By then it was 3 :30 a.m., and Giovanna had been hemorrhaging for an hour and 40 minutes. Frantically, Ricci finally went to the home of Dr. Francesco Strina, one of the city’s best-known gynecologists. Awakened, Strina refused to go to Giovanna’s aid; he would not “repair damage done” by the midwife, who, besides, worked with Dr. Lavezzi, a competitor.

Carlo Ricci hurried home and with his relatives carried his wife to San Cassiano Hospital. There, Dr. Lavezzi, who had finally appeared in response to a second call, tried to stop the hemorrhage. It was too late. At 4:30 a.m. Giovanna Ricci died.

Free to Continue. Anguished Carlo Ricci went to the police, and after due investigation Drs. Gardin, Tagliapietra, Torres and Strina were charged with manslaughter through negligence. (Dr.

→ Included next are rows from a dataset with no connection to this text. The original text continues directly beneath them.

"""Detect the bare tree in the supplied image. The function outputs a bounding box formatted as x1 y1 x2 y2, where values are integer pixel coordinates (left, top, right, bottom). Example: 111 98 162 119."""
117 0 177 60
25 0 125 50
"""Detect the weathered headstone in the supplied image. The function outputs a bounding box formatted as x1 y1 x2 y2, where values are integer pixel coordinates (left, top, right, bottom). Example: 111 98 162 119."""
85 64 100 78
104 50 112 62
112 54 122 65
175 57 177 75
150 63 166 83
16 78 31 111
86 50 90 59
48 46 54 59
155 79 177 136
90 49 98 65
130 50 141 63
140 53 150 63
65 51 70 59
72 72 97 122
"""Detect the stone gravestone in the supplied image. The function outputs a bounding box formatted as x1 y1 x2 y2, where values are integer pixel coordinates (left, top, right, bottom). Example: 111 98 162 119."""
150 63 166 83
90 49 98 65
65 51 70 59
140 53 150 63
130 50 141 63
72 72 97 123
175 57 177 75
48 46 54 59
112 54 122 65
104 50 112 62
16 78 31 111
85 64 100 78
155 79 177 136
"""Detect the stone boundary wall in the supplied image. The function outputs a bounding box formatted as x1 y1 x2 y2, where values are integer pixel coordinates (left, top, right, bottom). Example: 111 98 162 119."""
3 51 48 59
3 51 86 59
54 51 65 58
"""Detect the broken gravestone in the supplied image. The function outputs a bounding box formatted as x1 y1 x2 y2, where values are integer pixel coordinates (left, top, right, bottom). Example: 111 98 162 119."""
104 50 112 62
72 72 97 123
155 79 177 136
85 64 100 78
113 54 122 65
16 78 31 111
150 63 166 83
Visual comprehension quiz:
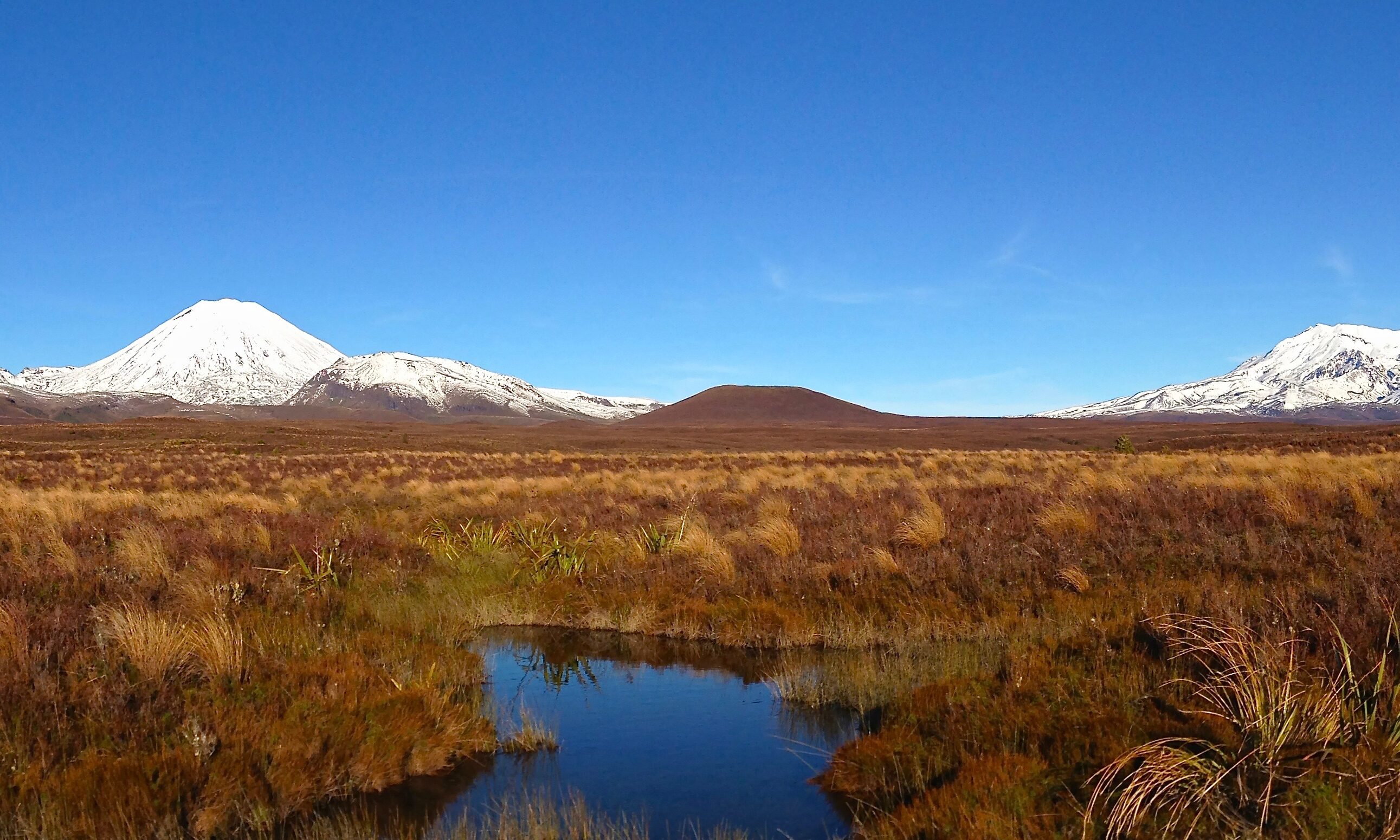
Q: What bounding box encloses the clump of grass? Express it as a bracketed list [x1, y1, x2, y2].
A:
[501, 708, 559, 753]
[1085, 616, 1345, 837]
[1054, 563, 1089, 595]
[1036, 501, 1095, 539]
[189, 616, 245, 682]
[418, 519, 509, 564]
[895, 500, 948, 549]
[116, 525, 171, 578]
[672, 516, 738, 581]
[98, 605, 189, 681]
[865, 546, 900, 574]
[0, 603, 29, 664]
[753, 515, 802, 559]
[634, 525, 679, 554]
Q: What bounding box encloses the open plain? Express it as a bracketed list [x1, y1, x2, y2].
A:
[0, 418, 1400, 838]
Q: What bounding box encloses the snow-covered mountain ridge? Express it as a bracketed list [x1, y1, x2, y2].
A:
[1039, 324, 1400, 417]
[287, 353, 661, 420]
[18, 300, 343, 405]
[0, 298, 661, 422]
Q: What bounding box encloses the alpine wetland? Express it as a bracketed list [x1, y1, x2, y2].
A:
[0, 420, 1400, 838]
[11, 0, 1400, 840]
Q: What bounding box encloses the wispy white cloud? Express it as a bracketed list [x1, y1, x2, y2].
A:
[763, 261, 934, 307]
[987, 227, 1054, 277]
[1321, 245, 1352, 280]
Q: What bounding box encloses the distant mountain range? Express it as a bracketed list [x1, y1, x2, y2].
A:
[0, 300, 662, 423]
[1039, 324, 1400, 422]
[8, 300, 1400, 427]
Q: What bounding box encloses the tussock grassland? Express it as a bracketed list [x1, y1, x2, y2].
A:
[0, 427, 1400, 837]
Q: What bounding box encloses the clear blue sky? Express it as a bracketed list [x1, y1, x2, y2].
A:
[0, 0, 1400, 415]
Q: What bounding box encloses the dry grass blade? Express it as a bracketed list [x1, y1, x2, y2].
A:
[98, 605, 189, 681]
[501, 708, 559, 753]
[895, 501, 948, 549]
[753, 516, 802, 559]
[1083, 738, 1246, 837]
[189, 616, 245, 681]
[1054, 566, 1089, 595]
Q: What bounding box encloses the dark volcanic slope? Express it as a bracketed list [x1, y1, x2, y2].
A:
[622, 385, 908, 425]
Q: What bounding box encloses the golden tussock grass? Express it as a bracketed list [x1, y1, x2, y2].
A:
[752, 515, 802, 559]
[895, 501, 948, 549]
[98, 605, 189, 681]
[1054, 564, 1089, 595]
[1036, 501, 1096, 539]
[116, 525, 171, 577]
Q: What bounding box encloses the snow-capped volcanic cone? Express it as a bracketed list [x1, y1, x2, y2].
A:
[287, 353, 661, 420]
[1040, 324, 1400, 417]
[18, 298, 343, 405]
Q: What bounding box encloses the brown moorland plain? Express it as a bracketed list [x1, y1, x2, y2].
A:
[0, 418, 1400, 837]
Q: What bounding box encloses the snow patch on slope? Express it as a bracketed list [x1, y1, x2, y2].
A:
[287, 353, 661, 420]
[1037, 324, 1400, 417]
[18, 298, 343, 405]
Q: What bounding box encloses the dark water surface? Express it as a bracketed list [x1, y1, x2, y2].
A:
[361, 629, 860, 840]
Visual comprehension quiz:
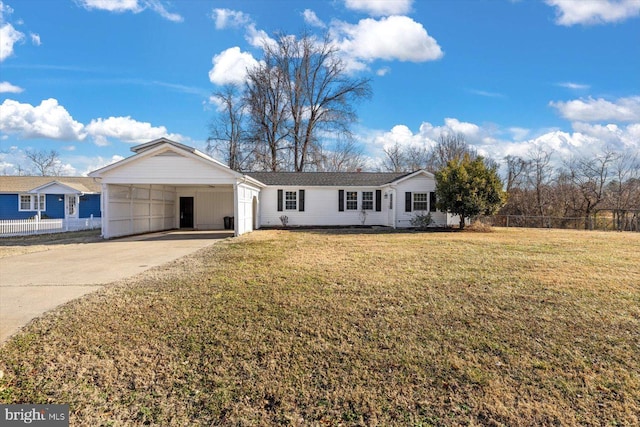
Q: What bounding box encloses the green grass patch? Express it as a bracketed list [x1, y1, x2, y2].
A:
[0, 229, 640, 426]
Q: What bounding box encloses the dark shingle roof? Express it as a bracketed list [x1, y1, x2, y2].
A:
[0, 175, 102, 193]
[247, 172, 409, 187]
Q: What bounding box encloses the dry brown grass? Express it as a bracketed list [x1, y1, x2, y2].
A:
[0, 230, 101, 258]
[0, 229, 640, 426]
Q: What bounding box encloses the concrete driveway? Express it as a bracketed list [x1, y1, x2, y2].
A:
[0, 231, 233, 343]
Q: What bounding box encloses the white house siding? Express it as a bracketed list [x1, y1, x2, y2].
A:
[104, 151, 235, 185]
[234, 183, 260, 236]
[102, 184, 176, 238]
[172, 185, 233, 230]
[260, 185, 389, 227]
[394, 175, 447, 228]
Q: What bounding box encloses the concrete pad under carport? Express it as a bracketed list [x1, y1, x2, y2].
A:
[0, 230, 233, 343]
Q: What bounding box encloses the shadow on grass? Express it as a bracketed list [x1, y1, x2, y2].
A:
[261, 225, 460, 235]
[0, 229, 102, 246]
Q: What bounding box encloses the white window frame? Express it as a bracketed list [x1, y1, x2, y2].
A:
[18, 194, 47, 212]
[284, 190, 298, 211]
[362, 191, 374, 211]
[344, 191, 358, 211]
[412, 192, 429, 212]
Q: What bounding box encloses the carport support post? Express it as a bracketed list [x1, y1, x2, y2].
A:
[233, 182, 240, 237]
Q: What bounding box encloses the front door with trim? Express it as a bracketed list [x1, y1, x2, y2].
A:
[64, 194, 78, 219]
[180, 197, 193, 228]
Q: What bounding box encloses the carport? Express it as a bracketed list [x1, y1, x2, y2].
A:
[89, 138, 264, 238]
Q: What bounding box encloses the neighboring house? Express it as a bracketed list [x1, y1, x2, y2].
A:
[0, 176, 101, 220]
[89, 138, 458, 238]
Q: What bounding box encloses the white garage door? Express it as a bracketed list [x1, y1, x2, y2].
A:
[102, 184, 176, 238]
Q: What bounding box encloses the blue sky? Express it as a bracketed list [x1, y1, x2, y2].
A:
[0, 0, 640, 175]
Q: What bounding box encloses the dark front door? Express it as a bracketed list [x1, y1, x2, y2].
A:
[180, 197, 193, 228]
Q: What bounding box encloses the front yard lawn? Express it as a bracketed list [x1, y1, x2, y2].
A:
[0, 229, 640, 426]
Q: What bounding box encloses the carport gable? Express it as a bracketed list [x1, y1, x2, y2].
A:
[90, 139, 254, 238]
[89, 140, 243, 185]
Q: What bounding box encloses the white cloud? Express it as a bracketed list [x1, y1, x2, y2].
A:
[0, 98, 86, 141]
[302, 9, 327, 28]
[345, 0, 413, 16]
[549, 96, 640, 122]
[209, 46, 258, 85]
[85, 116, 184, 146]
[77, 0, 184, 22]
[469, 89, 504, 98]
[78, 155, 124, 176]
[0, 23, 24, 62]
[29, 33, 42, 46]
[78, 0, 144, 13]
[0, 82, 24, 93]
[376, 67, 391, 77]
[333, 16, 443, 62]
[366, 118, 640, 171]
[557, 82, 591, 90]
[545, 0, 640, 26]
[211, 9, 251, 30]
[509, 127, 531, 141]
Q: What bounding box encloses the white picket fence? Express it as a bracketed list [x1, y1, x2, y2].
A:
[0, 215, 102, 237]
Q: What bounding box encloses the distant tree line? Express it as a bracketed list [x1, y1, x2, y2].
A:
[207, 33, 371, 172]
[383, 134, 640, 231]
[499, 148, 640, 231]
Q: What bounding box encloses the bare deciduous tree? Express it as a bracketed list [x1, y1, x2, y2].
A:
[382, 141, 407, 172]
[527, 147, 553, 225]
[24, 150, 62, 176]
[565, 149, 617, 229]
[248, 33, 371, 172]
[207, 85, 251, 171]
[245, 50, 289, 172]
[427, 133, 478, 172]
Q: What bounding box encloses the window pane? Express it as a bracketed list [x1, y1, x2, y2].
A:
[347, 191, 358, 211]
[20, 196, 31, 211]
[413, 193, 429, 211]
[284, 191, 297, 210]
[362, 191, 373, 210]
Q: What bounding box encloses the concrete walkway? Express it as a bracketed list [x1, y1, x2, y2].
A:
[0, 231, 233, 343]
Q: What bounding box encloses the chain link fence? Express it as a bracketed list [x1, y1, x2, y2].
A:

Lavezzi was cleared on the ground that the Ricci family had told him they would get another doctor.) Last week, after lengthy investigation, Venice’s criminal court ruled on the case. Dr. Torres was fully exonerated, because he had not been called directly by the family. Dr. Gardin and Dr. Tagliapietra were both found guilty. Penalty: suspended five-month prison sentences, payment of court costs and damages yet to be fixed. The last and best-known of the four, 73-year-old Francesco Strina, won acquittal but only because of lack of sufficient evidence. The verdict in effect admitted that Strina’s intervention probably could not have saved Giovanna, but it implicitly rejected his plea that, as a private practitioner, he was not obliged to intervene in the first place.

If sustained, the ruling would establish a new precedent in Italian law, to the effect that any doctor has a legal as well as a moral responsibility to treat the critically ill, even though he holds no public post.* But at week’s end, guilty and innocent, all four doctors were free to continue their practice.

* No such legal requirement exists in the U.S., but as an unwritten rule, it is not broken lightly. If found guilty by his colleagues, an errant doctor can expect to lose his membership in the American Medical Association, resulting in virtual boycott by the profession.